A report from the Tax Foundation released on Wednesday found 12.6 percent of New Yorkers’ income were paid to state and local taxes in 2011, the highest percentage in the country.

Nationally, the average was 9.8 percent of a person’s income went to state and local taxes.

Though New York retained its spot at the top from 2010, state’s overall burden did decline in 2011, down from 13.1 percent.

New York was ranked first in the nation yet again, behind New Jersey (12.3 percent) and Connecticut (11.9 percent).

“Though the annual burdens report won’t reflect the effects of recent changes for several years because of a lag in the availability of data, New York’s 2011 state-local tax burden—the highest in the nation— shows just how necessary tax reform is in New York,” Tax Foundation analyst Liz Malm said.

Gov.

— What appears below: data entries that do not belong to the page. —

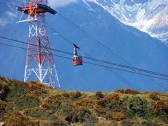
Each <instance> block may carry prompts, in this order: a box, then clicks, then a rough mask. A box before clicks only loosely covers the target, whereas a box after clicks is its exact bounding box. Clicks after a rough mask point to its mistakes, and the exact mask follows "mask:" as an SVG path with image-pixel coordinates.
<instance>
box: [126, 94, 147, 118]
mask: <svg viewBox="0 0 168 126" xmlns="http://www.w3.org/2000/svg"><path fill="white" fill-rule="evenodd" d="M123 102H124V103H123V105H124V106H123V108H124V113H125V115H126V117H133V116H139V117H145V116H146V115H147V113H148V106H147V104H148V103H147V101H146V100H145V99H143V98H141V97H139V96H132V97H128V98H126V99H124V101H123Z"/></svg>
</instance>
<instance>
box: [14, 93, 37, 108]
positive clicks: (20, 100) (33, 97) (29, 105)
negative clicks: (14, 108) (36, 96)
mask: <svg viewBox="0 0 168 126" xmlns="http://www.w3.org/2000/svg"><path fill="white" fill-rule="evenodd" d="M15 100H16V101H15V104H16V105H17V107H18V108H19V109H25V108H33V107H37V106H39V105H40V101H39V100H38V99H37V98H35V97H31V96H22V97H18V98H17V99H15Z"/></svg>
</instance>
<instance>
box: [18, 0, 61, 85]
mask: <svg viewBox="0 0 168 126" xmlns="http://www.w3.org/2000/svg"><path fill="white" fill-rule="evenodd" d="M18 11H20V12H22V13H23V14H26V15H27V16H28V17H27V19H25V20H20V21H18V22H19V23H20V22H28V24H29V37H28V38H29V39H28V47H27V55H26V65H25V74H24V81H28V80H39V81H40V82H41V83H44V84H46V85H48V86H50V87H53V88H56V87H59V88H60V84H59V80H58V75H57V71H56V67H55V63H54V58H53V54H52V50H51V49H50V45H49V40H48V36H47V31H46V24H45V13H46V12H49V13H51V14H56V11H55V10H53V9H52V8H50V7H49V6H47V0H27V1H26V4H25V5H24V6H22V7H18Z"/></svg>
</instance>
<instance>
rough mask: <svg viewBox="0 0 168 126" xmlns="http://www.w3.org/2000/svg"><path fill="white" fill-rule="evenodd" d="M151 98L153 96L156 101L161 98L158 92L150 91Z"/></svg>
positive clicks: (149, 96)
mask: <svg viewBox="0 0 168 126" xmlns="http://www.w3.org/2000/svg"><path fill="white" fill-rule="evenodd" d="M149 98H151V99H152V100H154V101H157V100H160V98H159V96H158V94H157V93H154V92H153V93H149Z"/></svg>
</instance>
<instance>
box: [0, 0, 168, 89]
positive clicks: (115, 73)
mask: <svg viewBox="0 0 168 126" xmlns="http://www.w3.org/2000/svg"><path fill="white" fill-rule="evenodd" d="M153 1H154V0H153ZM153 1H152V0H151V1H146V0H143V2H142V1H141V2H140V1H138V0H137V1H126V0H122V1H117V0H97V1H96V0H70V1H69V2H66V1H64V0H61V1H60V0H51V1H49V4H50V5H52V7H54V8H55V9H56V10H57V12H58V14H57V15H55V16H53V15H48V16H47V24H48V25H49V29H48V33H49V38H50V43H51V45H52V47H53V48H58V49H61V50H66V51H69V52H71V51H72V48H73V46H72V44H70V43H68V42H67V41H65V40H64V39H63V38H62V37H61V36H60V35H59V34H58V33H56V32H54V31H53V29H55V30H56V31H58V32H59V33H61V34H62V35H63V36H64V37H66V38H68V39H69V40H70V41H72V42H75V43H76V44H78V45H79V46H80V47H81V54H82V55H84V56H92V57H95V58H98V59H103V60H107V61H110V62H115V63H120V64H125V65H131V66H136V67H139V68H144V69H147V70H152V71H156V72H159V73H164V74H168V72H167V71H168V65H167V57H168V49H167V47H166V45H165V44H164V43H165V42H166V39H167V35H166V33H167V24H166V20H165V19H163V21H165V23H164V22H163V23H162V24H159V23H160V21H157V19H160V18H159V16H161V15H162V16H163V14H165V15H167V12H168V11H166V9H167V6H168V5H167V2H166V1H160V2H158V1H157V3H159V4H157V3H156V2H153ZM53 2H54V3H53ZM146 2H147V3H148V4H147V3H146ZM18 3H19V2H18ZM57 3H59V4H57ZM163 3H164V4H163ZM16 5H17V3H16V2H13V1H12V0H9V1H3V2H0V7H1V10H0V11H1V13H0V34H1V35H5V36H8V37H10V38H16V39H19V40H25V41H26V40H27V34H28V32H27V31H28V27H27V25H26V23H23V24H16V23H15V22H16V21H17V20H19V17H20V13H18V12H17V13H15V8H16ZM156 5H158V6H156ZM149 7H150V8H149ZM159 8H160V9H159ZM154 10H155V12H157V14H155V13H154ZM142 12H143V13H142ZM147 12H148V13H147ZM149 12H153V13H149ZM61 15H64V16H65V17H66V18H63V17H62V16H61ZM163 17H165V16H163ZM143 21H144V22H143ZM72 22H73V23H72ZM145 22H147V23H145ZM75 24H77V25H79V26H80V28H78V27H77V26H76V25H75ZM132 26H133V27H132ZM136 28H137V29H136ZM81 29H84V31H86V32H87V33H88V34H89V35H88V34H87V33H86V32H84V31H82V30H81ZM141 31H144V32H146V33H144V32H141ZM91 36H93V37H91ZM152 37H156V38H158V39H156V38H152ZM93 38H95V39H97V40H99V41H101V42H102V43H103V44H104V45H106V47H103V46H102V45H101V44H100V43H98V42H97V41H96V40H95V39H93ZM0 41H2V40H0ZM3 42H4V40H3ZM5 42H7V43H8V41H5ZM13 44H16V43H13ZM22 46H25V45H22ZM0 48H1V49H0V59H1V62H0V74H1V75H4V76H8V77H11V78H16V79H20V80H23V73H24V64H25V51H22V50H18V49H15V48H10V47H5V46H2V45H0ZM55 61H56V65H57V69H58V73H59V77H60V82H61V85H62V88H63V89H66V90H83V91H97V90H103V91H110V90H114V89H118V88H133V89H138V90H157V91H168V85H167V81H165V80H159V79H152V78H148V77H144V76H140V75H136V74H131V73H126V72H121V71H116V70H109V69H108V70H106V69H105V68H100V67H97V66H94V65H89V64H84V65H83V66H82V67H79V68H75V67H73V66H72V65H71V61H69V60H65V59H61V58H58V57H55Z"/></svg>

Andrew Cuomo did engineer a rejiggering of the overall tax code in December of that year that resulted in a rate reduction for most income earners, though it partially kept high rates for the wealthy that were due to expire at the end of the year.

Updated: Here’s a statement from Cuomo spokesman Rich Azzopardi.

“This report reflects the negative consequences of past tax hikes that occurred before the Governor took office. We agree with its findings and that’s exactly why Governor Cuomo instituted reforms that led to the lowest middle class tax rates in 61 years, the lowest manufacturing tax rate since 1917, the lowest corporate tax rate since 1968, a property tax cap, and this year, a property tax cut.”

Updated X2: Rob Astorino, the Republican candidate for governor, released a statement knocking the Cuomo administration’s track record on taxes.

“These latest figures are more proof that New York is continuing on a losing path. Being singled out for the highest tax burden in the nation is not a distinction to be proud of,” Astorino said. “Governor Cuomo’s policies are driving jobs and people to other states in record numbers. We are ranked number one in all the wrong categories. To hear him say we are better off today than four years ago shows how out of touch he is with everyday New Yorkers.”